The following medical conditions can also influence how likely it is for someone to develop Osteoporosis:

  • Coeliac disease
  • Overactive thyroid
  • Crohn’s disease
  • Cushing’s syndrome
  • Chronic liver disease
  • Rheumatoid arthritis
  • Type one diabetes

Any condition that severely reduces mobility can also result in an increased chance of developing Osteoporosis.

Symptoms of Porosis

Porosis of the bones, or Osteoporosis, can often be diagnosed at the time of bone breakage or following an accident that requires the input of a doctor or hospital. As a common condition, many of the symptoms may also apply to other conditions. As such, getting properly diagnosed is key to getting proper care for this condition.

A bone fracture as a result of a minor injury or fall, that would otherwise not occur, is a strong indicator of Osteoporosis. These injuries often occur in certain areas, such as the hip, the wrist or even the spine, as areas with particularly vulnerable bones with little cushioning against injury.

Other symptoms of Osteoporosis may also include:

  • Loss of height over time
  • A bad back that is persistent or worsens over time
  • A progressively more stooped or bent posture

Aches and pains without an apparent injury or break is not a symptom of Osteoporosis, but fractures in the spine may not be immediately noticed in the same way as hip or wrist breaks. It’s important to consult a doctor and request an X-ray in order to confirm if you do have Osteoporosis, in order the effectively manage the condition.

Treatment for Porosis

Porosis of the bones can be treated with a variety of different medications and the careful management of diet.
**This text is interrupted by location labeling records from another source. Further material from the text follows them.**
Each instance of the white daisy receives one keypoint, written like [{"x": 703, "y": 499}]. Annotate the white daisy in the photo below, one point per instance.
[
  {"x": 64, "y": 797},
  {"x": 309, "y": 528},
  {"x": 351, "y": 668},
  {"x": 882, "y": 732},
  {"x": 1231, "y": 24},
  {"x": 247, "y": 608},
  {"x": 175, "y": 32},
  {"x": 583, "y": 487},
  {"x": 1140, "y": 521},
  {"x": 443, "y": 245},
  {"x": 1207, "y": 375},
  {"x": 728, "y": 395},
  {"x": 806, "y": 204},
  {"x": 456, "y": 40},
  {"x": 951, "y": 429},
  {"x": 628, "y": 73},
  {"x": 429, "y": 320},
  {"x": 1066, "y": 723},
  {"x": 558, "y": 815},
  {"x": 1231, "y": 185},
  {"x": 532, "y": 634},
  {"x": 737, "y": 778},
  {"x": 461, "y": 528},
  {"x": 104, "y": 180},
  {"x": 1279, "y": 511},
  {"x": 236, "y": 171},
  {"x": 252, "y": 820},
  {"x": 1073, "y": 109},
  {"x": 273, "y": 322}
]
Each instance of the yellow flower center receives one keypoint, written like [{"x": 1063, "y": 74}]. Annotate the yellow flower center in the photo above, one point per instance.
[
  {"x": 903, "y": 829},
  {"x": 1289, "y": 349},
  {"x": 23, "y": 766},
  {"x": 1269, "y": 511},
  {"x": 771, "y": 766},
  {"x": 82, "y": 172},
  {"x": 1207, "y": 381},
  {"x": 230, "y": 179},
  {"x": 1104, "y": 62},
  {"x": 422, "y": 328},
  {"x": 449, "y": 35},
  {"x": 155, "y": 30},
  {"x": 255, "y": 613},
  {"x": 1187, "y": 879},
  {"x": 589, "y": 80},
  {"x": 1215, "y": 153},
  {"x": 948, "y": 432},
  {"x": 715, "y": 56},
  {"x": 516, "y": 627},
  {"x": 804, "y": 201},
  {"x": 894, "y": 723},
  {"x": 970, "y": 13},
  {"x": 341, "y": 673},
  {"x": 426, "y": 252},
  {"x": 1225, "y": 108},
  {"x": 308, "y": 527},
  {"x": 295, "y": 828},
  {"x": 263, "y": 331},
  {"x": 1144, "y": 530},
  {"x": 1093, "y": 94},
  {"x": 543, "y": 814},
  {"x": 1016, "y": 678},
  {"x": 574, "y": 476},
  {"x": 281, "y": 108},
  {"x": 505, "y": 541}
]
However, a lot of the treatment of Osteoporosis, especially when advanced, is in the management and care following breaks or injuries as a result of the condition.

The following medications may be used in order to reduce the symptoms of Osteoporosis, and improve the strength of the bones:

  • Bisphosphonates to slow the rate of bones being broken down within the body, as well as maintaining current density and reducing the risk of fractures
  • Selective Oestrogen Receptor Modulators or SERMs to treat bones in a similar way to Oestrogen, following menopause
  • Parathyroid hormones to stimulate the creation of new cells within the bones, often used for the most advanced cases of this condition
  • Calcium/Vitamin D supplements to increase the strength and health of bones in the body
  • Hormone replacement therapy following menopause or loss of hormones, to maintain the strength and health of bones for longer

The most suitable and effective course of treatment for Porosis will be decided by your doctor following diagnosis, to ensure the best match.

Preventing Porosis

Prevention of Porosis of the bones, or Osteoporosis, is in part based on the management of diet and medication, in order to avoid and reduce the risk of breakages and fractures in day to day life.

Altering your lifestyle to match the condition or Porosis of your bones can help to reduce risks, as well as improving diet and altering habits such as drinking and smoking can all help to prevent Osteoporosis from directly influencing the quality of life of an individual.

A doctor will be able to advise you on the best prevention methods for your level of Osteoporosis, as well as your day to day requirements.